Gstadt – Trotz Regens kamen zum Spatenstich für den geförderten Glasfaserausbau im Ortsteil Gollenshausen Bürgermeister Bernhard Hainz, Kämmerer Karl-Heinz Heitauer und Hans Regnauer vom Bauamt sowie Vertreter des Gemeinderates, der Telekom und der Baufirma ISKA zusammen. In Kürze können 162 Adressen – in der Telekom-Fachsprache Gebäude genannt – beziehungsweise 275 Haushalte und Unternehmen das Glasfasernetz der Telekom nutzen.
Aufwendiges
Förderverfahren
Das neue Glasfasernetz ermöglicht deutlich höhere Geschwindigkeiten bis 1.000 Megabit pro Sekunde. Der Ausbau für ganz Gstadt soll voraussichtlich im Jahr 2028 abgeschlossen sein. Die Telekom wird mehr als sieben Kilometer Glasfaserkabel bis in die Häuser verlegen und vier neue Netzverteiler aufstellen.
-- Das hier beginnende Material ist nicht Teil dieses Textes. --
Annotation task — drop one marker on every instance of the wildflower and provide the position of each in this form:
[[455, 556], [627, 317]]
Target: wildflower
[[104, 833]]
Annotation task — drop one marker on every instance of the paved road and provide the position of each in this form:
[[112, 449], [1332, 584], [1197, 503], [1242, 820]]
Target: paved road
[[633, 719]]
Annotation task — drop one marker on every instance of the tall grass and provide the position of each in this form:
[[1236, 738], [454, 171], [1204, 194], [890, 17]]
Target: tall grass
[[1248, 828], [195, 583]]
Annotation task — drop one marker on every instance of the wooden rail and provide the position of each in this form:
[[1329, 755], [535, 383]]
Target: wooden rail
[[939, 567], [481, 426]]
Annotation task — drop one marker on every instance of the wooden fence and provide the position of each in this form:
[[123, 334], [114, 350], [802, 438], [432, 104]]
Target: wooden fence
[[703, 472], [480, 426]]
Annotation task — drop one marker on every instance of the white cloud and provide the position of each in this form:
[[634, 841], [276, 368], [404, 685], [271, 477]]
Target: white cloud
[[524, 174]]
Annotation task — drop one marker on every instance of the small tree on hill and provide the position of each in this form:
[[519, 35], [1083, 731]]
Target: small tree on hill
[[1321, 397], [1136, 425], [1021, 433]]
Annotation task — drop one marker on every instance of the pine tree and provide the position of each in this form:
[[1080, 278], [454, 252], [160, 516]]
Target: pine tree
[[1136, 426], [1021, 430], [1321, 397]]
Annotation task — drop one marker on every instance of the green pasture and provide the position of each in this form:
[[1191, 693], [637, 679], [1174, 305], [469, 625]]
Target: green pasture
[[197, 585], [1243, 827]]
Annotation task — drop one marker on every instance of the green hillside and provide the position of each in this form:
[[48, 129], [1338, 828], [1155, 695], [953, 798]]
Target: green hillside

Bürgermeister Hainz hob die Bedeutung von zuverlässigen Internetverbindungen hervor und erklärte: „Glasfaser ist die Technologie, die den steigenden Anforderungen der digitalen Welt heute und in Zukunft gerecht wird. Eine leistungsfähige und zuverlässige Internetverbindung hat sich längst zu einem entscheidenden Standortfaktor für private Haushalte sowie Unternehmen entwickelt.“ Er freue sich, dass die Telekom jetzt den Glasfaserausbau beginne. Der Breitbandausbau sei eine freiwillige Aufgabe der Gemeinde, die sich mit zehn Prozent Eigenanteil einbringen werde, während die restlichen 90 Prozent vom Freistaat und vom Bund gefördert werden.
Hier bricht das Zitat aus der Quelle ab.